Employing a Machine Learning Boosting Classifiers Based Stacking Ensemble Model for Detecting Non Technical Losses in Smart Grids

• Published in: IEEE access Vol. 10; pp. 121886 - 121899
• Main Authors: Pamir, Javaid, Nadeem, Akbar, Mariam, Aldegheishem, Abdulaziz, Alrajeh, Nabil, Mohammed, Emad A.
• Format: Journal Article
• Language: English
• Published: Piscataway IEEE 2022; The Institute of Electrical and Electronics Engineers, Inc. (IEEE)

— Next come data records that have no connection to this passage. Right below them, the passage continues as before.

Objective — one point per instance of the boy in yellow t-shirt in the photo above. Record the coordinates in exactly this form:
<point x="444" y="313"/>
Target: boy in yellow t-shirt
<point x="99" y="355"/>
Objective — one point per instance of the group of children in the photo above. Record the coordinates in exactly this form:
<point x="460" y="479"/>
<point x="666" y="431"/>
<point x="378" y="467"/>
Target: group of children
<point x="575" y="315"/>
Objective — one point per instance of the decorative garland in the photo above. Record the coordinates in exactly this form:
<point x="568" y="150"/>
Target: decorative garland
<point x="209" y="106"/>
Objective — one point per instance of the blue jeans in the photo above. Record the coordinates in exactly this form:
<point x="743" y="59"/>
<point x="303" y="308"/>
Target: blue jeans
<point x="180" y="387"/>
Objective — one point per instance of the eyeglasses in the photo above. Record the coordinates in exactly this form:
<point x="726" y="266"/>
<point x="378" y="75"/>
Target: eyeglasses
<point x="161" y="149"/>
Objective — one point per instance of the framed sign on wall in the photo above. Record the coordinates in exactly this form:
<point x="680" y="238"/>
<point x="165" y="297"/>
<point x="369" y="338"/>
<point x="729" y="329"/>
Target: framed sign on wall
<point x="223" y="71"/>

• Subjects: AdaBoost; Adaptation models; Adaptive sampling; Advanced metering infrastructure; Boosting; CatBoost; Classifiers; Consumers; Data acquisition; Data models; Deep learning; Electric power grids; Electricity; Electricity meters; electricity theft detection; Energy consumption; healthcare; HistBoost; Histograms; LGBoost; Machine learning; Neural networks; Performance evaluation; smart cities; Smart grid; Smart grids; Smart meters; Stacking; stacking ensemble model; state grid corporation of China dataset; Theft; XGBboost
• ISSN: 2169-3536; 2169-3536
• DOI: 10.1109/ACCESS.2022.3222883

In the modern world, numerous opportunities help detect electricity theft happening in electricity grids due to the widespread shifting of people from old metering infrastructure to advanced metering infrastructure (AMI). It is done by studying the consumers' energy consumption (EC) readings provided by smart meters (SM). The literature introduces a variety of machine learning (ML) and deep learning (DL) strategies to use EC data for identifying power theft in smart grids (SGs). However, the existing schemes provide low performance in electricity theft detection (ETD) due to the usage of imbalanced data and using schemes individually. Moreover, the existing detectors are validated using a limited number of performance evaluation measures, which are unsuitable for conducting the model's comprehensive validation. To tackle the problems mentioned above, an ML boosting classifiers-based stacking ensemble model (MLBCSM) is proposed followed by an adaptive synthetic sampling technique (ADASYN) in the underlying work. Data preprocessing, data balancing and classification are the three major parts of the model introduced in this work. Besides, the EC data acquired from the consumers' SMs is used for detecting electricity theft. Moreover, the simulation results reveal that MLBCSM combines the benefits of adaptive boosting (AdaBoost), extreme gradient boosting (XGBoost), histogram boosting (HistBoost), categorical boosting (CatBoost), and light gradient boosting (LGBoost). Additionally, the model's validation is ensured via different metrics. It is deduced via extensive simulations that the proposed model's outcomes are superior to those of the individual models in terms of ETD.